Review: Passion in the Pulpit


Passion in the Pulpit: Delivering Persuasive Sermons Without Being Manipulative
by Jerry Vines and Adam Dooley

Rhetoricians all agree effective persuasion must have, as Aristotle said, the logos, ethos, and pathos for effective communication. It's important what you say, it's important who says it, and it's important how it is said. This book deals with the pathos, an emotional side of persuasive communication. But how can you consider the pathos of a sermon, without being manipulative and deceiving? The key is to get in the Scripture, understand what it says until you feel the message yourself. By doing that, your emotion and delivery will match the original author’s emotion and pathos.

This book teaches that you need to read the passage and see the pathos and emotional flow of the original author, and the speaker must match that emotional delivery.

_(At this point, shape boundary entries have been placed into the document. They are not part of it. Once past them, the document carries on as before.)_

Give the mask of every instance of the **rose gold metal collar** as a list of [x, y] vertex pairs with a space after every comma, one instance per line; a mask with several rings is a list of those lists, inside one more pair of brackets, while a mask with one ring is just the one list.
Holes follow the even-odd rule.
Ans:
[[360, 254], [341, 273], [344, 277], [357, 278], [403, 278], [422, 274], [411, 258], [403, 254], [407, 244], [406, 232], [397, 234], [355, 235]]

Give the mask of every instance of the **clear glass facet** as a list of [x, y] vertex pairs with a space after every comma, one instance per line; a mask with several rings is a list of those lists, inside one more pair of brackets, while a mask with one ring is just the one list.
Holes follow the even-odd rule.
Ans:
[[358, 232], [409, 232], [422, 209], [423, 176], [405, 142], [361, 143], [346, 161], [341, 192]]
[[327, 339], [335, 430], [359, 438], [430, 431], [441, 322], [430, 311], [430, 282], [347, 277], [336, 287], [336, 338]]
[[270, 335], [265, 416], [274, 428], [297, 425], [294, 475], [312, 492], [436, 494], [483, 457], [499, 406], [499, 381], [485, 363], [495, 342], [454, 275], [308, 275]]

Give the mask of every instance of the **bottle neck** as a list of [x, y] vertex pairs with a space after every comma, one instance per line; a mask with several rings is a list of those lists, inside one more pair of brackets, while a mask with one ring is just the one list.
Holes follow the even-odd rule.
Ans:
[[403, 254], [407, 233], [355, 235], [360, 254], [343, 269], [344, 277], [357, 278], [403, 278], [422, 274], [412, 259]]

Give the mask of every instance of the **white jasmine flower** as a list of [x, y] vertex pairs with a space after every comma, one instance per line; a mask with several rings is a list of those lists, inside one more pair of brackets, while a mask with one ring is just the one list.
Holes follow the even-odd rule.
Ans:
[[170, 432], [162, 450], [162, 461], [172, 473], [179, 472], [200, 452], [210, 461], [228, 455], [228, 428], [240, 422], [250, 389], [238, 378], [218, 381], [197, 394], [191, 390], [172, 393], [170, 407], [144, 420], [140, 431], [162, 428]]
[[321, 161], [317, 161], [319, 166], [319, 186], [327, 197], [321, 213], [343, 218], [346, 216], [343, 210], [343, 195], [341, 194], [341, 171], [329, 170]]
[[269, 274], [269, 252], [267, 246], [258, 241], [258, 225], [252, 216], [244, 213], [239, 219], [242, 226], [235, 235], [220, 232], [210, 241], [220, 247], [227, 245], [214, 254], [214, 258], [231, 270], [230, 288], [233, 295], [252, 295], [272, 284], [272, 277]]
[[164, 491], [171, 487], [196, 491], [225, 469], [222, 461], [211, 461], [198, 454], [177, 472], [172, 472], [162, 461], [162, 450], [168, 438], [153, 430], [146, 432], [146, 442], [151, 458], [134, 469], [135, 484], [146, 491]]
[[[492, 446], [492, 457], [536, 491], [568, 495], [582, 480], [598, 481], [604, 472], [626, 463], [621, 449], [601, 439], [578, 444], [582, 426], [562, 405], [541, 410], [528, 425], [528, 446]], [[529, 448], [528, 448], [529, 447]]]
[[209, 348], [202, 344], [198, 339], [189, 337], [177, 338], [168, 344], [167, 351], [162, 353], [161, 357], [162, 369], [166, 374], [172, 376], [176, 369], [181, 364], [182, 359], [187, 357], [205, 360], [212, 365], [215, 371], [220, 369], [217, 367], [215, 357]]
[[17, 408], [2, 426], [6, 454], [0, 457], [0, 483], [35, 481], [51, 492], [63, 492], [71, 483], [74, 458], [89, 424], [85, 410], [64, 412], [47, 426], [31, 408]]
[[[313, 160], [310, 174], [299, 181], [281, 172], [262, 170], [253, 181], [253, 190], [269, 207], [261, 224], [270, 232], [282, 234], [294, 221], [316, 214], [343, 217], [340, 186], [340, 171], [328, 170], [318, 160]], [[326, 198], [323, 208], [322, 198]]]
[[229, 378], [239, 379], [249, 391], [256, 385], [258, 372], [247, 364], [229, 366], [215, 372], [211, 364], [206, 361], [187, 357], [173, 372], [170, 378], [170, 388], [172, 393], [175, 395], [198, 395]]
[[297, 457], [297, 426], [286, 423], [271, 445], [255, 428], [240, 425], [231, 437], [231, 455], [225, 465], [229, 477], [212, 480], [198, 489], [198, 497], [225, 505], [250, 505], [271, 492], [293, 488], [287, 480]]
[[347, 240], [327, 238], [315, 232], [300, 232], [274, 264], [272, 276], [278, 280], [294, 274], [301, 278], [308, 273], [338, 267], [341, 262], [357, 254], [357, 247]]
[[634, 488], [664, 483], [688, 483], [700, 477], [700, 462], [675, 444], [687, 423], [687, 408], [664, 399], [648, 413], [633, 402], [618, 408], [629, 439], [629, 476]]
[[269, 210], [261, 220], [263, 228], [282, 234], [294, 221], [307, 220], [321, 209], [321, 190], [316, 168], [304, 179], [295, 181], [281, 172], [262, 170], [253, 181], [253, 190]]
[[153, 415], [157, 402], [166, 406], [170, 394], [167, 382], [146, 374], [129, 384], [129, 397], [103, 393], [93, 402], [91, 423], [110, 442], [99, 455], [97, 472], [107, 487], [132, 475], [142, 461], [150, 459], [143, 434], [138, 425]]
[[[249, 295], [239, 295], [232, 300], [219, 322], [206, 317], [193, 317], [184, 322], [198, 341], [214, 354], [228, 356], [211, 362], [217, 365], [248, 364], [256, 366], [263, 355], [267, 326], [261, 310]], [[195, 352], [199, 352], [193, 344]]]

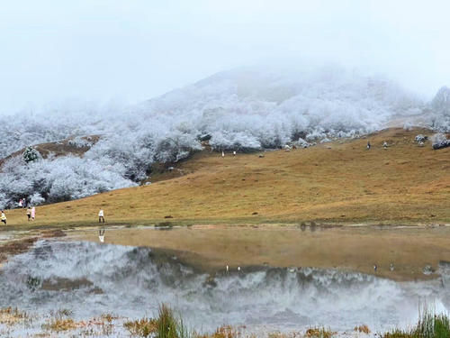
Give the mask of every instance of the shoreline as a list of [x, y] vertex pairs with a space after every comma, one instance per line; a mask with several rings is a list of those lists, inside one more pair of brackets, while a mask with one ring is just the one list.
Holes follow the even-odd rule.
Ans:
[[[314, 267], [394, 281], [418, 281], [439, 278], [439, 263], [450, 261], [450, 248], [446, 249], [450, 243], [450, 224], [313, 224], [112, 225], [105, 227], [105, 242], [149, 247], [212, 276], [227, 265], [230, 269]], [[98, 242], [99, 228], [95, 224], [64, 230], [12, 231], [14, 233], [0, 244], [0, 269], [9, 256], [28, 251], [40, 239]], [[406, 240], [402, 238], [405, 235]], [[441, 252], [435, 240], [443, 248]], [[377, 244], [381, 246], [376, 248]], [[391, 254], [390, 246], [396, 248]], [[429, 251], [433, 251], [431, 255]], [[428, 257], [423, 257], [424, 252]], [[364, 260], [358, 256], [364, 256]], [[394, 271], [390, 270], [390, 261], [394, 264]], [[427, 266], [431, 268], [429, 274], [424, 273]]]

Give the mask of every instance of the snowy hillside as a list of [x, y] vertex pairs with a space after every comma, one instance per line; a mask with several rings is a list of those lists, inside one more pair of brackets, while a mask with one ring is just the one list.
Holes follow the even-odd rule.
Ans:
[[448, 131], [448, 89], [431, 103], [380, 77], [340, 69], [308, 72], [221, 72], [138, 106], [96, 109], [61, 106], [4, 118], [0, 155], [68, 136], [98, 134], [82, 158], [26, 163], [18, 156], [2, 167], [0, 204], [22, 197], [38, 204], [79, 198], [139, 183], [151, 164], [175, 162], [210, 139], [218, 150], [276, 148], [290, 142], [356, 137], [391, 121], [419, 117]]

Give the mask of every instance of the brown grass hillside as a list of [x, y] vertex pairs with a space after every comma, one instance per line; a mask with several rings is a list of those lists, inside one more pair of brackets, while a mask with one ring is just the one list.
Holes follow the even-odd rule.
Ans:
[[[99, 208], [110, 224], [448, 223], [450, 148], [419, 147], [418, 132], [432, 133], [389, 129], [264, 158], [202, 151], [178, 164], [182, 177], [40, 206], [33, 225], [94, 224]], [[26, 224], [22, 210], [7, 216], [11, 225]]]

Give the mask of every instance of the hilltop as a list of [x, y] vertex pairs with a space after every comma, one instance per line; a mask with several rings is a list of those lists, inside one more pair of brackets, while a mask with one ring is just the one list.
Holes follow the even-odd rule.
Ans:
[[[450, 149], [419, 147], [419, 132], [432, 134], [388, 129], [263, 158], [203, 151], [178, 163], [179, 177], [39, 206], [32, 225], [95, 225], [99, 208], [108, 224], [448, 223]], [[23, 211], [7, 214], [27, 224]]]

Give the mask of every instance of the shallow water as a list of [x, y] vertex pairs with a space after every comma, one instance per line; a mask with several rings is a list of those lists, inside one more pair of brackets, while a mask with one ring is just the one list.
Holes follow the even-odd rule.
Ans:
[[140, 318], [165, 303], [201, 331], [246, 324], [255, 331], [325, 325], [345, 332], [365, 324], [380, 332], [413, 324], [425, 303], [448, 311], [450, 269], [442, 263], [439, 272], [420, 282], [314, 268], [210, 276], [149, 248], [50, 240], [4, 264], [0, 306], [36, 314], [65, 308], [77, 319], [105, 313]]

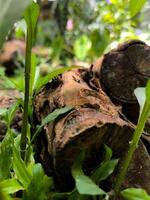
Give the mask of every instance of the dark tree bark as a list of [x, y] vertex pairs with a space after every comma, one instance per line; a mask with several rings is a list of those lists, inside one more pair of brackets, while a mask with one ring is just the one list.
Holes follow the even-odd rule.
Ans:
[[[125, 43], [90, 69], [80, 68], [58, 76], [35, 97], [34, 111], [39, 123], [55, 109], [74, 106], [47, 124], [36, 141], [38, 159], [61, 191], [73, 188], [70, 168], [81, 149], [86, 151], [87, 174], [101, 161], [103, 144], [112, 148], [114, 157], [121, 159], [124, 155], [135, 128], [128, 119], [136, 123], [139, 112], [133, 91], [146, 84], [149, 55], [149, 46], [143, 42]], [[110, 181], [114, 180], [115, 174]], [[125, 188], [131, 186], [150, 193], [150, 157], [142, 142], [123, 184]]]

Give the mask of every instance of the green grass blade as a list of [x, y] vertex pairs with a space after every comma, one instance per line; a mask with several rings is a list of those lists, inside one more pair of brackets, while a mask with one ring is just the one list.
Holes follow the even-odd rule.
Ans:
[[69, 71], [69, 70], [72, 70], [75, 68], [77, 68], [77, 67], [63, 67], [61, 69], [56, 69], [55, 71], [52, 71], [45, 77], [39, 78], [39, 80], [37, 81], [36, 86], [35, 86], [36, 92], [38, 92], [42, 88], [42, 86], [44, 86], [46, 83], [48, 83], [53, 78], [57, 77], [58, 75], [66, 72], [66, 71]]
[[13, 170], [15, 171], [16, 177], [27, 188], [31, 181], [31, 174], [28, 172], [24, 161], [21, 159], [19, 151], [13, 147]]
[[13, 194], [24, 189], [24, 187], [16, 179], [5, 179], [0, 182], [0, 187], [2, 188], [2, 191], [7, 194]]

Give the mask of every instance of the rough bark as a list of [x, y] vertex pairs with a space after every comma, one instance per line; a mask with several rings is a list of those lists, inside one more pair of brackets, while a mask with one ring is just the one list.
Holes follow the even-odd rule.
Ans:
[[[122, 157], [132, 137], [132, 125], [120, 117], [119, 108], [102, 91], [93, 75], [87, 69], [66, 72], [43, 87], [35, 100], [38, 121], [56, 108], [74, 106], [73, 111], [46, 125], [41, 136], [41, 160], [48, 174], [54, 172], [56, 185], [63, 191], [73, 188], [70, 167], [81, 149], [86, 151], [84, 169], [88, 173], [101, 161], [103, 144], [112, 148], [115, 157]], [[150, 167], [147, 151], [140, 155], [147, 156], [145, 165]], [[149, 169], [148, 172], [141, 170], [146, 180], [150, 178], [149, 172]], [[139, 186], [149, 188], [149, 181], [143, 184], [139, 180], [136, 179]]]
[[[143, 42], [125, 43], [90, 69], [80, 68], [58, 76], [36, 96], [34, 110], [39, 123], [57, 108], [74, 106], [72, 111], [47, 124], [37, 138], [39, 159], [62, 191], [73, 188], [70, 167], [81, 149], [86, 151], [87, 174], [101, 161], [103, 144], [112, 148], [114, 157], [124, 155], [134, 131], [128, 119], [136, 122], [139, 112], [133, 90], [146, 84], [148, 52], [149, 47]], [[150, 158], [140, 143], [123, 187], [142, 187], [150, 193], [149, 180]]]

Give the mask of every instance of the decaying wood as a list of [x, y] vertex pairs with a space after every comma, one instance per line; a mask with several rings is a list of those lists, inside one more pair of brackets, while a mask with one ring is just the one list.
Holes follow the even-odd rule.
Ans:
[[[133, 133], [133, 127], [120, 118], [119, 108], [87, 69], [66, 72], [48, 83], [35, 100], [37, 119], [41, 121], [49, 112], [66, 105], [75, 108], [44, 127], [41, 143], [46, 140], [47, 148], [44, 145], [40, 152], [49, 174], [51, 169], [48, 166], [53, 163], [56, 185], [62, 190], [73, 187], [70, 167], [81, 149], [86, 151], [85, 171], [88, 172], [100, 162], [102, 144], [109, 145], [115, 157], [121, 157]], [[143, 153], [147, 155], [146, 150]], [[150, 166], [150, 160], [147, 163]], [[144, 170], [141, 173], [150, 178], [150, 173], [148, 177]], [[139, 185], [149, 188], [149, 182], [145, 187], [141, 182]]]
[[[86, 151], [87, 174], [101, 161], [103, 144], [112, 148], [114, 157], [124, 155], [134, 132], [128, 119], [136, 122], [139, 112], [133, 91], [146, 84], [149, 55], [149, 46], [143, 42], [125, 43], [97, 60], [90, 69], [80, 68], [58, 76], [35, 97], [38, 123], [58, 108], [74, 106], [72, 111], [47, 124], [36, 142], [38, 157], [46, 173], [54, 176], [58, 189], [73, 188], [70, 168], [81, 149]], [[142, 142], [123, 184], [130, 186], [150, 193], [150, 157]]]

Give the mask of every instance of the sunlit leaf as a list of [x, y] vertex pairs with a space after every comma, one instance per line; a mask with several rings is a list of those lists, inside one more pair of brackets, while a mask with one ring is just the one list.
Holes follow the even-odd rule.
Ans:
[[23, 11], [32, 2], [32, 0], [0, 0], [0, 47], [3, 44], [8, 31], [13, 24], [19, 20]]
[[104, 148], [105, 148], [105, 158], [104, 159], [105, 159], [105, 161], [108, 161], [112, 157], [112, 150], [107, 145], [104, 145]]
[[78, 192], [83, 195], [105, 195], [105, 192], [83, 173], [82, 162], [83, 154], [80, 154], [72, 166], [72, 175]]
[[121, 192], [125, 200], [150, 200], [150, 195], [140, 188], [129, 188]]
[[15, 171], [16, 177], [22, 183], [22, 185], [27, 188], [31, 181], [31, 174], [26, 168], [25, 163], [21, 159], [19, 151], [13, 147], [13, 170]]
[[56, 69], [55, 71], [52, 71], [45, 77], [39, 78], [39, 80], [37, 81], [36, 86], [35, 86], [36, 91], [38, 92], [42, 86], [44, 86], [46, 83], [48, 83], [53, 78], [57, 77], [59, 74], [62, 74], [65, 71], [69, 71], [69, 70], [72, 70], [75, 68], [77, 68], [77, 67], [63, 67], [61, 69]]
[[7, 135], [0, 145], [0, 180], [10, 178], [10, 167], [12, 158], [12, 142]]
[[32, 39], [35, 36], [35, 28], [39, 16], [40, 8], [39, 5], [33, 2], [25, 11], [24, 18], [27, 23], [27, 27], [31, 28]]
[[3, 116], [7, 113], [7, 109], [6, 108], [0, 108], [0, 116]]
[[2, 191], [1, 185], [0, 185], [0, 200], [13, 200], [6, 192]]
[[134, 94], [138, 100], [138, 103], [140, 105], [140, 114], [144, 108], [144, 103], [145, 103], [145, 100], [146, 100], [146, 96], [145, 96], [145, 88], [144, 87], [139, 87], [139, 88], [136, 88], [134, 90]]
[[82, 35], [74, 42], [74, 54], [79, 60], [84, 60], [91, 48], [91, 40], [87, 35]]
[[0, 187], [3, 192], [13, 194], [19, 190], [23, 190], [23, 186], [16, 179], [5, 179], [0, 182]]
[[150, 104], [150, 80], [148, 80], [145, 88], [146, 101]]
[[146, 0], [130, 0], [130, 13], [131, 16], [134, 17], [140, 10], [143, 8]]
[[35, 75], [36, 75], [36, 56], [32, 54], [31, 56], [31, 74], [30, 74], [30, 96], [33, 94]]
[[33, 167], [33, 175], [31, 183], [24, 193], [24, 200], [44, 200], [47, 199], [47, 192], [53, 187], [53, 181], [50, 177], [44, 174], [41, 164], [36, 164]]

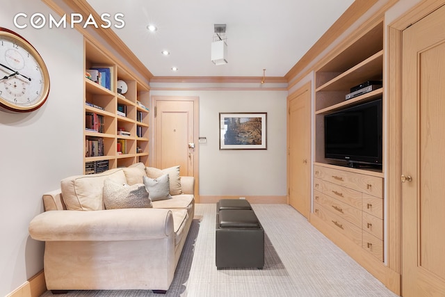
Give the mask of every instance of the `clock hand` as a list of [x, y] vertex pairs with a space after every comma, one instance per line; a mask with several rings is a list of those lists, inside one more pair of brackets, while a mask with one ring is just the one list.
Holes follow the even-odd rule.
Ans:
[[[6, 68], [7, 70], [10, 70], [10, 71], [13, 72], [14, 72], [14, 75], [16, 75], [16, 74], [17, 74], [17, 75], [20, 75], [20, 76], [22, 76], [22, 77], [24, 77], [25, 79], [28, 79], [29, 81], [31, 81], [31, 79], [30, 79], [29, 77], [25, 77], [24, 75], [22, 74], [21, 73], [19, 73], [19, 72], [18, 72], [18, 71], [15, 71], [15, 70], [14, 70], [13, 69], [10, 68], [9, 67], [8, 67], [8, 66], [6, 66], [6, 65], [3, 65], [3, 64], [1, 64], [1, 63], [0, 63], [0, 66]], [[11, 76], [12, 76], [12, 75], [11, 75]], [[4, 77], [3, 77], [3, 79], [4, 79]]]
[[14, 72], [14, 73], [13, 73], [12, 74], [9, 74], [9, 75], [8, 75], [8, 76], [5, 75], [5, 76], [3, 77], [3, 79], [0, 79], [0, 81], [1, 81], [1, 80], [2, 80], [2, 79], [9, 79], [9, 78], [10, 78], [10, 77], [11, 77], [15, 76], [15, 74], [17, 74], [17, 73], [16, 73], [16, 72]]

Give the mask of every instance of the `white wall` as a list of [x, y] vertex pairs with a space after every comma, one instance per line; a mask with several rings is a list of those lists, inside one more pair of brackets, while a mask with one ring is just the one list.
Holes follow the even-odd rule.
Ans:
[[[156, 89], [162, 84], [151, 86]], [[200, 98], [199, 136], [207, 139], [197, 144], [200, 195], [286, 195], [287, 91], [152, 90], [150, 95]], [[267, 150], [220, 150], [220, 112], [266, 112]]]
[[52, 12], [29, 0], [3, 1], [0, 9], [0, 26], [24, 37], [46, 62], [51, 89], [38, 111], [0, 111], [0, 296], [43, 268], [44, 243], [29, 237], [29, 223], [43, 211], [42, 193], [83, 170], [83, 38], [71, 29], [19, 29], [17, 13]]

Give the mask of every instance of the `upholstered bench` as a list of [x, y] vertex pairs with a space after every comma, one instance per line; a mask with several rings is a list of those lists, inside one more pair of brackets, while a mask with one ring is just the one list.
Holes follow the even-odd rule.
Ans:
[[221, 199], [216, 203], [216, 212], [228, 209], [252, 209], [250, 203], [245, 199]]
[[264, 266], [264, 230], [252, 209], [216, 214], [216, 267]]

If the text is sad, then the speaker must then communicate this sadness of the text through his delivery, illustrations, and mannerism. The text itself will set the bounds for our emotional delivery in the pulpit. In other words, screaming at the top of your lungs, "God loves you!" while banging your fists on the pulpit with an angry scowl probably doesn't communicate the emotional flow of the text. Giggling over the destruction of Jerusalem doesn’t convey the Weeping Prophet’s pathos.

The first section deals with how to determine the Scriptures own pathos in the text, and then moves to ways to incorporate that in the message through language and lastly through delivery. In other words, we exegete the Words of Scripture, we ought to also exegete the pathos of Scripture.

The book is co-authored, but it's clear who is writing what. Dooley writes the majority of the book and Vines has a section called In The Pulpit at the end of every chapter where he summarizes and illustrates the principles of that chapter. This book doesn’t give you whiplash like many co-authored books do when going back and forth between the author’.

Many good thoughts to consider.

Thanks to Netgalley.com for the review copy.